I’ve always looked ahead.



Here are a few of my thoughts from childhood:


Someday, I will be as big as my nine-year-old friend, and I will be just as nice as she is.
Someday, I’ll grow up and be in high school.
Someday, I will get married and have seven kids.
Someday, I will be a teacher.


I pictured a sunny future, and for the most part, I wasn’t disappointed. I hope I turned out as nice as my admired friend, and once I reached childbearing years, three kids seemed the perfect number for me!


Occasionally, I look back, usually with a smile, recalling good times with family or high points in my teaching career. Those days are done, though. The same events won’t come again, not those great family vacations, and thank goodness, not those embarrassing mistakes.

However, this year, I turn seventy.


For the first time, the path ahead looks a lot shorter. And tougher.



When I turned forty, my dad cried. I didn’t cry. So what if half my life was behind me? I still had half my life ahead of me. Fifty didn’t faze me either. Friends’ knees and hips had started to break down. Not mine. (Do you catch a hint of pride there? Yeah, I just heard it, too. I’ll keep working on that.) At sixty, I decided I’d retire within a couple of years, and then—the sky would be the limit! I would travel! I would write! So much to look forward to!
But seventy? Most of my grandparents passed away before reaching that milestone.

How much time do I really have left?

The path into old age is scary. One health obstacle after the other for so many people.



Yet, I am filled with hope.


Hope in Jesus. My Savior. My Lord. My Forever Friend, literally.

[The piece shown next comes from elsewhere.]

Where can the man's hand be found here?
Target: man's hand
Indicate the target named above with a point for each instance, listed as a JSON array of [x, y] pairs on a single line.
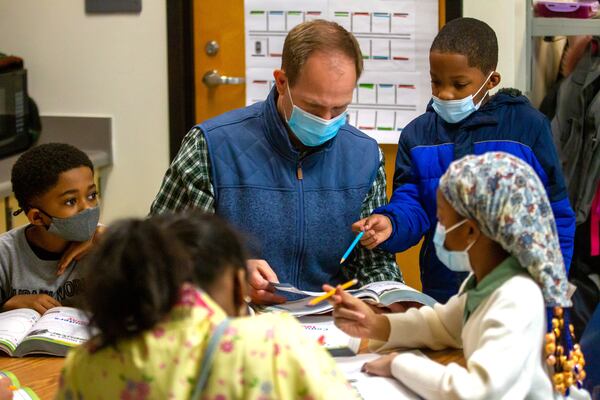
[[354, 317], [380, 367], [77, 250], [259, 276], [38, 302], [377, 229]]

He has been my companion through young love, through raising children, through heartbreak, and through healing. I trust Him to help me over every obstacle I may come across in old age.


Will I drop dead of a heart attack in a year? He will welcome me into heaven. Will I endure cancer? He will hold my hand through the pain. Will I follow my one grandmother and my mother into my nineties? He will match my steps, even as my stride slows, then shuffles, then stops.

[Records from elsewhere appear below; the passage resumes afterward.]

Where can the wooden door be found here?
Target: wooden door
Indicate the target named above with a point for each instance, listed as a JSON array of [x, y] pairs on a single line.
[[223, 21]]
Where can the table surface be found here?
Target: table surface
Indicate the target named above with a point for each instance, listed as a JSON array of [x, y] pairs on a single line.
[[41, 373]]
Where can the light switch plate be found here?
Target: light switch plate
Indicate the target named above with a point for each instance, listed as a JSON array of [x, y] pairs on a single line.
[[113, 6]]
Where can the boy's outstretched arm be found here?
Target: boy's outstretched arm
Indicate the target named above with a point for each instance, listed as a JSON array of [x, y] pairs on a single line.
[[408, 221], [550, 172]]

All of us have a God-ordained path to follow.


Some people say, “Many roads lead to heaven.” This is true—with a caveat. Many paths lead to heaven as long as faith in Jesus is included. He has been very clear. “I am the Way, the Truth, and the Life. No one comes to the Father but through Me.”

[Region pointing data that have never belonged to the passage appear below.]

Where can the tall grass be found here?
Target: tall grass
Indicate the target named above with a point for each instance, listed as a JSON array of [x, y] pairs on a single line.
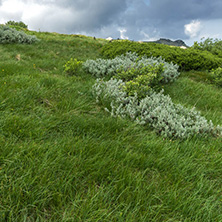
[[63, 158]]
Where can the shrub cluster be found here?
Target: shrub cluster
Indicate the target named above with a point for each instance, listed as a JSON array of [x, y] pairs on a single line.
[[156, 110], [18, 24], [10, 35], [187, 59], [211, 45], [217, 76], [129, 62]]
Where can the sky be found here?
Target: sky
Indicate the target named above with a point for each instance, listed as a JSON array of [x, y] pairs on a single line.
[[138, 20]]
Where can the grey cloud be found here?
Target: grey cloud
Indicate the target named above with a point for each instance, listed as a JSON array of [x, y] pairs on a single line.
[[141, 18]]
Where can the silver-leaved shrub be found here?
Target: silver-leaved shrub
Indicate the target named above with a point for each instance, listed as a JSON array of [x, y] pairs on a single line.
[[110, 67], [10, 35], [156, 110]]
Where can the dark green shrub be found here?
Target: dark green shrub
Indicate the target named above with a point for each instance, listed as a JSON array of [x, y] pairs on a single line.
[[187, 59], [217, 76], [211, 45], [141, 80], [10, 35]]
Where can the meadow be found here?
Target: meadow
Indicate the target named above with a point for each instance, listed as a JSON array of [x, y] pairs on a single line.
[[64, 158]]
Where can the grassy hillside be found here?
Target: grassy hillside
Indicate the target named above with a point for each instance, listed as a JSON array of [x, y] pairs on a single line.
[[63, 158]]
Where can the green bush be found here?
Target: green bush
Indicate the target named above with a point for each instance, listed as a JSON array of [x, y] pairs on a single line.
[[217, 76], [73, 66], [186, 59], [155, 110], [128, 63], [142, 79], [10, 35], [17, 24], [211, 45]]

However, every single one of His children will have a different story to tell once we reach heaven. Some of us will walk a path of suffering, strewn with boulders, for all the years we walk the earth.


Others of us will follow a garden path where we gather beauty and share it with others. No matter the path He assigns to us, we depend on His companionship along the way.


How do you picture the path ahead for yourself?

Do you plan to hold His hand as you skip along a path lined with roses?

Will you allow Jesus to help you navigate barriers that block your way?


May each day of your journey be blessed with His presence!